Practice Relating to Rule 86. Blinding Laser Weapons
Section A. Laser weapons specifically designed to cause permanent blindness
Germany’s IHL Manual (1996) states:
New weapon developments may also violate a specific prohibition or general principles of international humanitarian law, e.g. the use of laser weapons which are specifically intended to cause permanent blindness to the adversary.
In 1995, the German Government expressed its support for a prohibition on the use and production of blinding laser weapons.
In August 1995, in answer to questions in Parliament, a minister of state noted that the government knew of no German companies that were involved in the development or testing of blinding laser weapons. He added that blinding laser weapons were not part of NATO planning, that the German Department of Defence had never placed an order for the development or purchasing of such weapons and that it did not intend to do so in the future.
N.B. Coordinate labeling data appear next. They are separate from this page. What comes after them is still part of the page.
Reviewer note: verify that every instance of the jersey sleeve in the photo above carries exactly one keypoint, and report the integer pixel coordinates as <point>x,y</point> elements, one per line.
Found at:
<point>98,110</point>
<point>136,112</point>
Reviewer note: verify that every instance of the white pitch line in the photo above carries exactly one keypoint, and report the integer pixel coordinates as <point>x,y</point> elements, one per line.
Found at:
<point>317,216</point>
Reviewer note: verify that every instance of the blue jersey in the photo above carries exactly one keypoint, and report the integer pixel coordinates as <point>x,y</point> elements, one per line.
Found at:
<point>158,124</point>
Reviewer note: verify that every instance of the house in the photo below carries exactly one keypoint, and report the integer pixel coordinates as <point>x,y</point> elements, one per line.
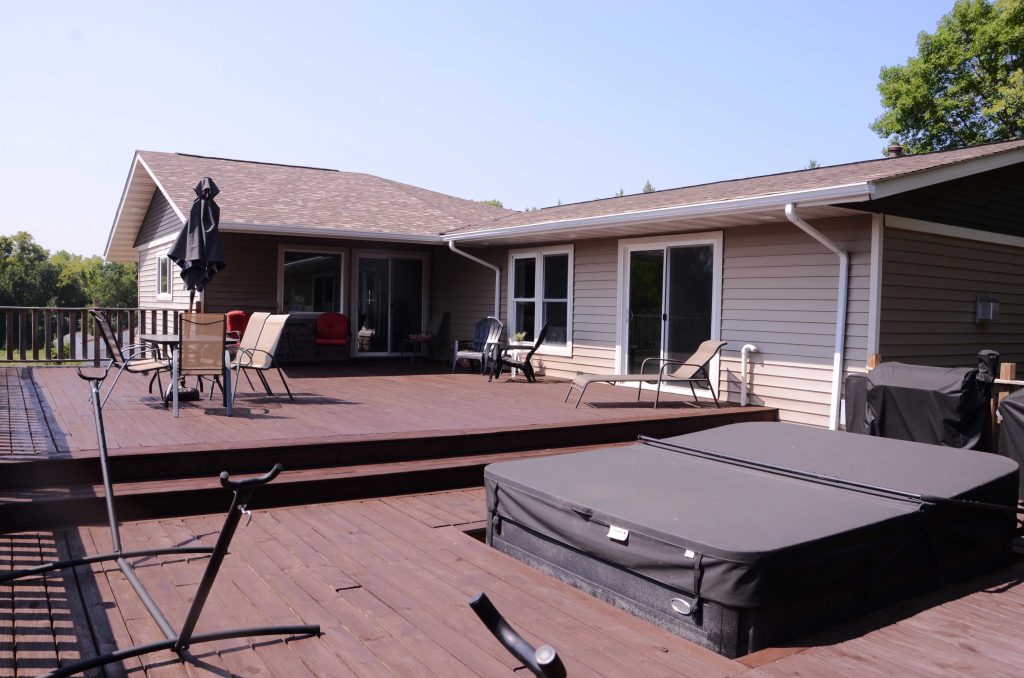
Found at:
<point>904,257</point>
At the First Review Conference of States Parties to the Convention on Certain Conventional Weapons (First Session) in 1995, Germany stated: “While the review of Protocol II was the top priority of the Conference, other conventional weapons which were excessively injurious or might have indiscriminate effects should not be ignored.” Therefore Germany was strongly in favour of prohibiting blinding laser weapons.
Upon acceptance of the 1995 Protocol IV to the Convention on Certain Conventional Weapons, Germany declared that “it will apply the provisions of Protocol IV under all circumstances and at all times”.